FRIDGE REFRIDGERATOR PROBLEM. Went to sleep all OK. In morning fridge is cold but light is flashing and spanner has come on. Same on all three supplies. Its a thetford. Any tips I am going back to France on Tuesday so need to get it sorted. Thanks in anticip!


----------



## bozzer

Hi

There should be a fault code next to the spanner. Do you have the book? If not we'll look it up for you. 

When we've had the spanner sign it's usually because we've stopped and not turned on the gas.

We turn the fridge off, 
Turn on the gas, 
Run the hob to get the gas through the system,
Turn the fridge back on.

Hope this helps

Jan


----------



## Des2

*Fault Code*

Thanks for that was not the gas.
Fault code is 18
Could you look it up for me.
Thanks
Des


----------



## Touchwood_RV

Des,

Default Thetford handbook suggests "Fault 18: No fault, only lighting all LCD segments on start-up. Action: Wait a few seconds for the fridge to start up normally."

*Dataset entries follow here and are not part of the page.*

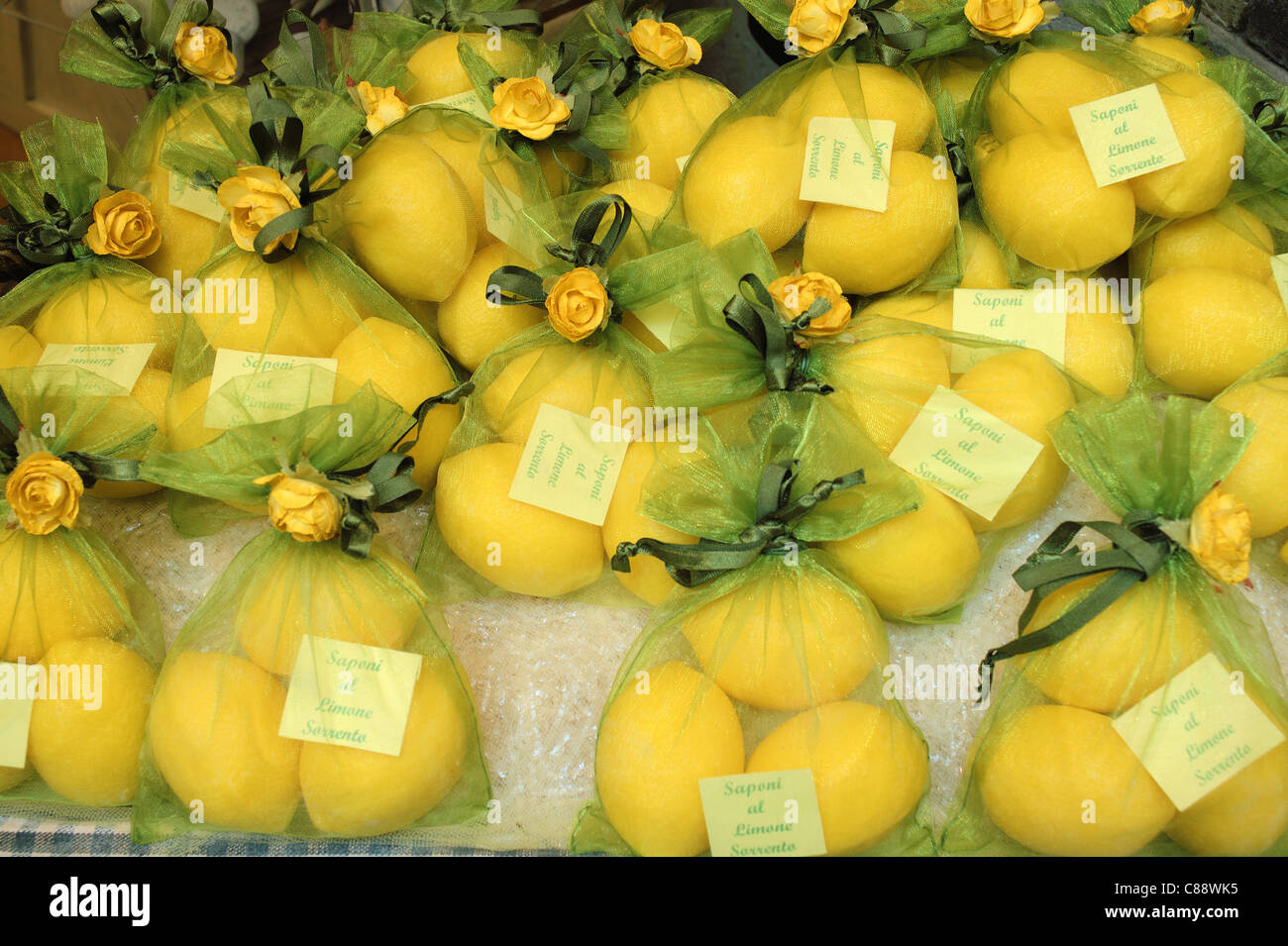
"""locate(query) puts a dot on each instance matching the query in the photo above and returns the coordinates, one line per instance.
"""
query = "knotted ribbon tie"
(754, 314)
(691, 566)
(520, 286)
(390, 478)
(90, 468)
(1138, 550)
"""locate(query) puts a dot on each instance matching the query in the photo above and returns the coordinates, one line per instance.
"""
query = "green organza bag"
(768, 658)
(805, 130)
(80, 635)
(281, 321)
(380, 732)
(78, 308)
(1144, 709)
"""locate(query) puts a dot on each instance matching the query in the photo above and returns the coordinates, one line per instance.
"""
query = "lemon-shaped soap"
(661, 735)
(410, 218)
(870, 769)
(568, 376)
(1022, 389)
(885, 381)
(314, 589)
(359, 793)
(18, 348)
(1257, 477)
(782, 643)
(1203, 328)
(623, 523)
(469, 325)
(745, 176)
(1120, 657)
(213, 732)
(984, 265)
(1227, 239)
(1061, 782)
(86, 745)
(867, 252)
(437, 67)
(1172, 48)
(108, 312)
(1240, 817)
(1209, 126)
(407, 368)
(915, 564)
(1035, 90)
(1043, 201)
(52, 593)
(279, 309)
(668, 119)
(514, 545)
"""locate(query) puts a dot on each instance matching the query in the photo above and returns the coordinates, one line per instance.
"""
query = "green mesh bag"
(384, 735)
(600, 266)
(281, 321)
(80, 635)
(791, 136)
(1142, 709)
(767, 658)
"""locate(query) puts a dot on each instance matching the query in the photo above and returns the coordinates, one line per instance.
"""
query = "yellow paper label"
(763, 815)
(1279, 266)
(1031, 318)
(121, 365)
(1198, 731)
(965, 452)
(570, 465)
(196, 200)
(351, 693)
(468, 102)
(266, 387)
(1126, 136)
(14, 716)
(848, 162)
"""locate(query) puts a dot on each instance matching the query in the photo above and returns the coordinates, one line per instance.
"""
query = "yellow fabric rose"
(253, 198)
(1005, 18)
(1163, 18)
(124, 227)
(815, 25)
(382, 104)
(578, 304)
(1222, 536)
(527, 106)
(204, 52)
(798, 293)
(44, 491)
(665, 46)
(304, 510)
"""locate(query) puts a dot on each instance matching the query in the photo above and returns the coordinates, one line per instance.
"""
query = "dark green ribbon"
(455, 17)
(691, 566)
(90, 468)
(754, 314)
(390, 478)
(520, 286)
(1138, 550)
(53, 239)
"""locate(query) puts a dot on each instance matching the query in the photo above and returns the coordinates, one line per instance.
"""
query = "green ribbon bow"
(691, 566)
(754, 314)
(90, 468)
(456, 17)
(123, 26)
(390, 478)
(520, 286)
(53, 239)
(1138, 550)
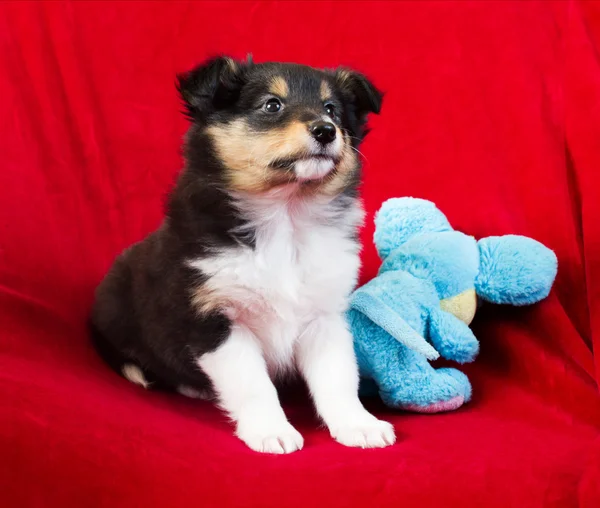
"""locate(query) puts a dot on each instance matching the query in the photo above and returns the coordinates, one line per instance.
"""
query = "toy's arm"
(452, 338)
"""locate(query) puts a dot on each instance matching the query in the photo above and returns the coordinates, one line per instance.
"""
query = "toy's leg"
(405, 379)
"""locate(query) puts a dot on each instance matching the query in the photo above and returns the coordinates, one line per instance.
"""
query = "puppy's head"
(275, 124)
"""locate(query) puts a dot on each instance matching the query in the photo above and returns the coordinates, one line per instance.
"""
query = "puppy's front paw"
(371, 434)
(280, 438)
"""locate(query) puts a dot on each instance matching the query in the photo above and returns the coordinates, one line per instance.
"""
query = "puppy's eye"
(272, 106)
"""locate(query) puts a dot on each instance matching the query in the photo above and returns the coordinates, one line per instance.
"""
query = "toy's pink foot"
(438, 407)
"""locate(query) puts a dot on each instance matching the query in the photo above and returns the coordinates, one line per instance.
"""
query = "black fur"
(142, 312)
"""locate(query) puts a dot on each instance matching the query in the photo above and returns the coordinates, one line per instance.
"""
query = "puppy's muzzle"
(323, 132)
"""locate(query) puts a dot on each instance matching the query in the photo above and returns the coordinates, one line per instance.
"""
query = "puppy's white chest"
(298, 269)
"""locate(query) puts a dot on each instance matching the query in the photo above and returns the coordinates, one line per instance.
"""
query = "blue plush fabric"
(398, 320)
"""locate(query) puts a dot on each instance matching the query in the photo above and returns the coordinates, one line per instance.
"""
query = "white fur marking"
(326, 359)
(134, 374)
(305, 263)
(287, 298)
(313, 168)
(192, 393)
(239, 374)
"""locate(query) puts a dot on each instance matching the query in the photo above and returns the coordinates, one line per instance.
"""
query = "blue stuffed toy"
(425, 295)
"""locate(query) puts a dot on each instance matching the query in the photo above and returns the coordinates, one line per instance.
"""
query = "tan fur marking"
(325, 90)
(232, 64)
(279, 87)
(248, 155)
(343, 75)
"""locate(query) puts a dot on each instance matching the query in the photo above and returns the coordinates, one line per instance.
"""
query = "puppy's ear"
(359, 92)
(211, 86)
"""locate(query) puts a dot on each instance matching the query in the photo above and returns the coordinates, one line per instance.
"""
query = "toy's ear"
(400, 218)
(366, 302)
(514, 270)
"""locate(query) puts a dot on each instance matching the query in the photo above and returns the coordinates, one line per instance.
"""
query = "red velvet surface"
(492, 110)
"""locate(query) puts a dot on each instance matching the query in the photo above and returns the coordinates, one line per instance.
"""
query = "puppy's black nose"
(323, 132)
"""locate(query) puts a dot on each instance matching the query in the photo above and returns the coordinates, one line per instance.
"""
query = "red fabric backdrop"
(492, 110)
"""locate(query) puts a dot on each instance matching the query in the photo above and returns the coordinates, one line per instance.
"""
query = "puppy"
(248, 277)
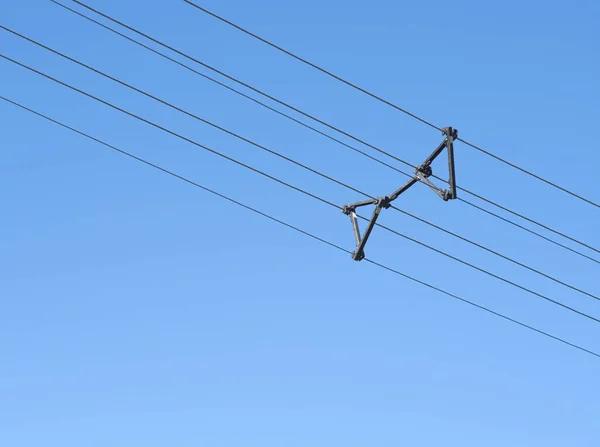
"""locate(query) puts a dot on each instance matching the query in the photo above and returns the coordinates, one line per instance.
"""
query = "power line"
(266, 95)
(295, 188)
(379, 98)
(297, 229)
(288, 159)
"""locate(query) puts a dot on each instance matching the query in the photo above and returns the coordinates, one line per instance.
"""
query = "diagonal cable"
(297, 229)
(379, 98)
(329, 126)
(288, 159)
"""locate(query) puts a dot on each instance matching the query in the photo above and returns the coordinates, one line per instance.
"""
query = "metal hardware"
(422, 174)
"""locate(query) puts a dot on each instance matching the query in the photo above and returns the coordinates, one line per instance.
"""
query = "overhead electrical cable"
(546, 227)
(327, 177)
(379, 98)
(312, 195)
(295, 228)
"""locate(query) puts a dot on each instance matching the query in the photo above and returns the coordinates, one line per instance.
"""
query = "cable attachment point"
(422, 174)
(350, 210)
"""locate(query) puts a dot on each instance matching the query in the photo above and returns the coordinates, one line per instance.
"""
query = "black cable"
(320, 122)
(497, 216)
(314, 196)
(379, 98)
(246, 140)
(314, 237)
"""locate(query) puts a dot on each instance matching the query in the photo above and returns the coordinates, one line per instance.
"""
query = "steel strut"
(422, 174)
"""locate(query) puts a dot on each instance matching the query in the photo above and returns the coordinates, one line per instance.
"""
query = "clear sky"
(139, 311)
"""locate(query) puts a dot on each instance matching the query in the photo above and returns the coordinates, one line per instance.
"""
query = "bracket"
(422, 174)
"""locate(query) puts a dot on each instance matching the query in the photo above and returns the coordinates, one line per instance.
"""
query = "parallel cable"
(379, 98)
(288, 159)
(322, 123)
(295, 228)
(314, 196)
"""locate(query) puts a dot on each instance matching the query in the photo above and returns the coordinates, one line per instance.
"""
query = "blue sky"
(138, 310)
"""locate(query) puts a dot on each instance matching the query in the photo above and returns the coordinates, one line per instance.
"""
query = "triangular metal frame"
(422, 174)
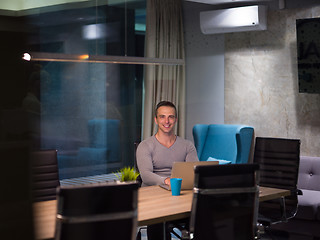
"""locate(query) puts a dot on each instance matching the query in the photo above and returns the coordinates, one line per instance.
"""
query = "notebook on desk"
(185, 170)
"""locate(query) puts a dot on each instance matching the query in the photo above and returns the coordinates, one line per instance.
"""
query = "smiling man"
(156, 154)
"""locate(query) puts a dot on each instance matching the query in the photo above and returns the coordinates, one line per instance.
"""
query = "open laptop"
(185, 170)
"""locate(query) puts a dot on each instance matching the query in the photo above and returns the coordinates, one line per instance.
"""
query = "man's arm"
(192, 155)
(145, 165)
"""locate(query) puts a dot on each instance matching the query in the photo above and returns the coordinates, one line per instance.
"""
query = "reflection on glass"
(89, 112)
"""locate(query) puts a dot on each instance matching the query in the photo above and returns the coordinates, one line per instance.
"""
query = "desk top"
(155, 205)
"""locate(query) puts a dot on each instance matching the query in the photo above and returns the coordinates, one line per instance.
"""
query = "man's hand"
(167, 181)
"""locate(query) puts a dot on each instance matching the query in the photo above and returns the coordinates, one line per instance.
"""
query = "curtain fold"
(164, 39)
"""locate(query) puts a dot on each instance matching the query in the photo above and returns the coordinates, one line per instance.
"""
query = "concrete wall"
(204, 72)
(261, 82)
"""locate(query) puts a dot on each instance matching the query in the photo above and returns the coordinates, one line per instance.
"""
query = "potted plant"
(127, 174)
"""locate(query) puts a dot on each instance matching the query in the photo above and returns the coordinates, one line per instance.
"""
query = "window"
(90, 112)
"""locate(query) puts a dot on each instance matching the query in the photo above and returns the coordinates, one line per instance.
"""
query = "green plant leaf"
(127, 174)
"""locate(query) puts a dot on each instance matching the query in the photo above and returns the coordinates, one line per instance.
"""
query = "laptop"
(185, 170)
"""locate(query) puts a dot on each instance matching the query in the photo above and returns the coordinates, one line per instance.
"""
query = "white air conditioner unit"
(240, 19)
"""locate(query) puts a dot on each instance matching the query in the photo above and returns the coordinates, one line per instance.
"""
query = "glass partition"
(89, 111)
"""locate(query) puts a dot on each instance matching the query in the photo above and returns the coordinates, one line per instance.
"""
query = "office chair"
(279, 160)
(223, 142)
(225, 202)
(97, 211)
(45, 174)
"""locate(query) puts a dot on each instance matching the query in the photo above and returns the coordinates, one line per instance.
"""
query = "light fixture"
(78, 58)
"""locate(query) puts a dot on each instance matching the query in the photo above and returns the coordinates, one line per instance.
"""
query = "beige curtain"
(164, 39)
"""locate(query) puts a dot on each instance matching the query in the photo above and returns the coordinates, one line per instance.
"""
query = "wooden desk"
(155, 205)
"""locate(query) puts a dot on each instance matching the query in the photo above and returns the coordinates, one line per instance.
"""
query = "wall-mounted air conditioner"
(249, 18)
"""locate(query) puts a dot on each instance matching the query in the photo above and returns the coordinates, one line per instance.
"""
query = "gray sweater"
(155, 160)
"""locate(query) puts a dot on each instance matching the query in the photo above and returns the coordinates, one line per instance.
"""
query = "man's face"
(166, 119)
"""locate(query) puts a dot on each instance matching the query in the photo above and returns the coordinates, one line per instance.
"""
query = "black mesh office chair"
(225, 202)
(45, 174)
(278, 159)
(97, 211)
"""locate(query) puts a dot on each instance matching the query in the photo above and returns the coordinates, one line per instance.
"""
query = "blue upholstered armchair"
(223, 142)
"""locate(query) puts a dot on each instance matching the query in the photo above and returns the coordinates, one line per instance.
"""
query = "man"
(156, 154)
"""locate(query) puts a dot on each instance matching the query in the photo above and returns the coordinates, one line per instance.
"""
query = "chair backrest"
(279, 160)
(45, 174)
(97, 211)
(225, 202)
(223, 141)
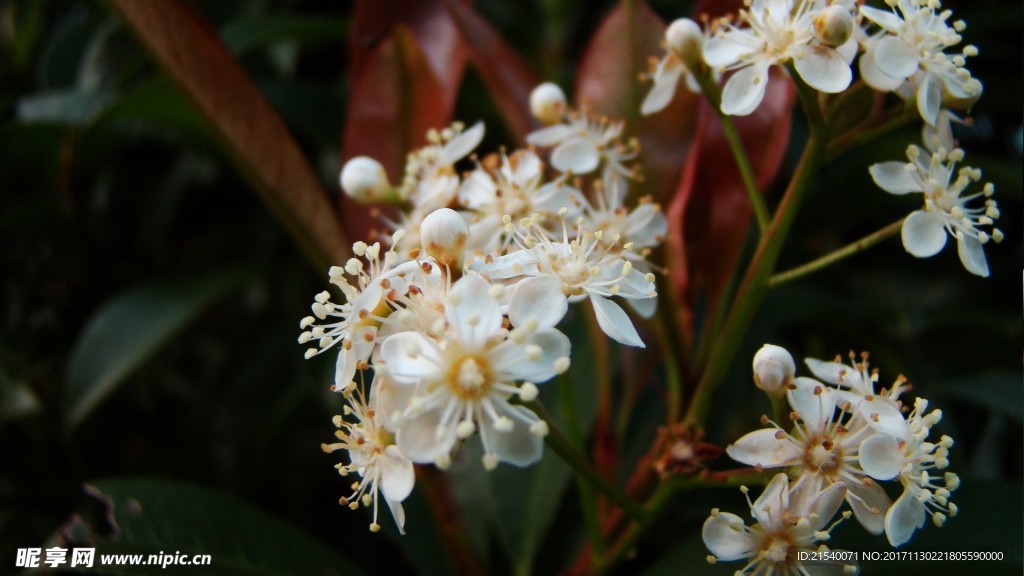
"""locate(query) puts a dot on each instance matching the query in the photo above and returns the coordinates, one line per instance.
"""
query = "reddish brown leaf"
(375, 21)
(609, 82)
(252, 132)
(390, 109)
(507, 77)
(715, 206)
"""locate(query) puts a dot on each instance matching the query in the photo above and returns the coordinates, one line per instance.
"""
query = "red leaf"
(505, 74)
(251, 131)
(376, 21)
(609, 82)
(713, 201)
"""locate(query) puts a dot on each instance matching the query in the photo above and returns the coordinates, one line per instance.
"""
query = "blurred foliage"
(120, 205)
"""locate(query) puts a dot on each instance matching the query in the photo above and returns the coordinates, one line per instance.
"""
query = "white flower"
(773, 368)
(364, 178)
(914, 461)
(823, 445)
(547, 103)
(382, 468)
(515, 189)
(945, 210)
(788, 520)
(778, 31)
(583, 141)
(910, 47)
(555, 272)
(353, 324)
(683, 43)
(463, 380)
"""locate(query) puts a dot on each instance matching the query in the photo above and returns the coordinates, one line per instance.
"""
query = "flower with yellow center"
(463, 377)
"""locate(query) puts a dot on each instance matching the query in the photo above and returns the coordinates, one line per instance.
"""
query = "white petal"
(411, 358)
(903, 518)
(813, 402)
(517, 446)
(550, 135)
(869, 502)
(645, 307)
(397, 477)
(771, 506)
(826, 504)
(880, 456)
(744, 90)
(461, 146)
(721, 52)
(894, 177)
(511, 361)
(473, 313)
(930, 98)
(576, 155)
(763, 448)
(884, 416)
(725, 537)
(873, 76)
(895, 57)
(924, 234)
(398, 512)
(614, 322)
(417, 438)
(539, 298)
(823, 69)
(666, 79)
(972, 255)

If it was mine I would turn it off, disconnect the 240volt mains (unplug) and 12volt (remove fuse), leave to settle and de-energise fully for a short while reconnect then try again, in effect reboot it! You can get a manual here http://www.thetford-europe.com/web/show/id=84695/langid=42 I hope that helps


----------



## Des2

*Thanks etc.*

Thanks, will follow your advice. Now I have to find the fuse.


----------



## Des2

*Sods Law*

Went to find fuse. Did not need to look. Without doing anything the fault code has gone and it running. many Thanks Des


----------



## Touchwood_RV

Sounds like it has recycled its self then, good news, keep an eye on it.


----------